Jones was the Othello of his generation as assuredly as Paul Robeson was of his, and the New York Times review of Jones' Broadway performance inevitably drew comparisons between the two actors. "Mr. Jones always was a big actor even when playing such small roles as the Prince of Morocco. His voice, as moviegoers know from the Darth Vader echo chamber, is a booming baritone. Could Robeson have been more resonant? Mr. Jones's barrel-chested bearing gives him a monarchical presence. We can envision him conquering kingdoms as well as winning Desdemonas, and when he begins his pursuit of that incriminating handkerchief, the search soon becomes an obsession. Between his 'Othellos,' Mr. Jones has played 'King Lear,' and there is more than a touch of Lear in his final madness, as he brings the world crashing down on himself."
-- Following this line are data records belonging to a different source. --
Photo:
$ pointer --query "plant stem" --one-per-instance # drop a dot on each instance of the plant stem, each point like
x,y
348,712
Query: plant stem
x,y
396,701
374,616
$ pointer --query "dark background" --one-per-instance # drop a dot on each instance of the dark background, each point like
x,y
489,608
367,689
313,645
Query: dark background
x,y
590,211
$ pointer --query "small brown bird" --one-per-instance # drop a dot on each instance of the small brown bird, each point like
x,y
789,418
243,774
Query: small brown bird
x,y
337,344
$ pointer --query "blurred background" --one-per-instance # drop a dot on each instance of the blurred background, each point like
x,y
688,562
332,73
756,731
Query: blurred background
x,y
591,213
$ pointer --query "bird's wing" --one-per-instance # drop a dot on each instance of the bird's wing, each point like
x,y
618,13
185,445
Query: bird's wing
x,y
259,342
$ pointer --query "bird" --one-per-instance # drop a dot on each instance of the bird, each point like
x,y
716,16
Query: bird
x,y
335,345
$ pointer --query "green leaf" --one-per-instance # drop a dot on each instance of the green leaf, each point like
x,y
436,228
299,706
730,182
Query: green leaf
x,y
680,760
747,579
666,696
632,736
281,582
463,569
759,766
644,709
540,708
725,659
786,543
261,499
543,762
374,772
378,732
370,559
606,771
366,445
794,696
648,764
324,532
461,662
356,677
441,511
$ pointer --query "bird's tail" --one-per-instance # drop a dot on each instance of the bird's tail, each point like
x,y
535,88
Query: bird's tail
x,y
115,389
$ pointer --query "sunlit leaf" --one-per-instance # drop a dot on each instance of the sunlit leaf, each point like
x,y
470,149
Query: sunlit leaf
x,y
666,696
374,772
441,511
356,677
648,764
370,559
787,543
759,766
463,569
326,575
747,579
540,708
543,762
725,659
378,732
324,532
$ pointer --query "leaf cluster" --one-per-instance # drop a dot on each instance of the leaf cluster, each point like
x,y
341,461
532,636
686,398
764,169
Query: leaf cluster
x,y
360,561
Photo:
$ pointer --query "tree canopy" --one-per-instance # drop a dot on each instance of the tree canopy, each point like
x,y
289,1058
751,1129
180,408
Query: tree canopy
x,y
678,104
Jones was offered the opportunity to immortalize his Othello for television in the BBC series of the entire Shakespeare canon but British Equity intervened, insisting that a British actor take the role. This resulted in a hopelessly miscast Anthony Hopkins floundering about unconvincingly as the Moor instead of giving us a permanent record of Jones in the role he seemed to be born to play. Jones had his own experience of miscasting in what may be his final Shakespearean role; taking on Benedick at the age of 82 opposite the Beatrice of 76 year old Vanessa Regrave in a critically eviscerated production of Much Ado About Nothing at the Old Vic that can be charitably described as "experimental." It was an unfortunate closing chapter to a glorious Shakespearean career.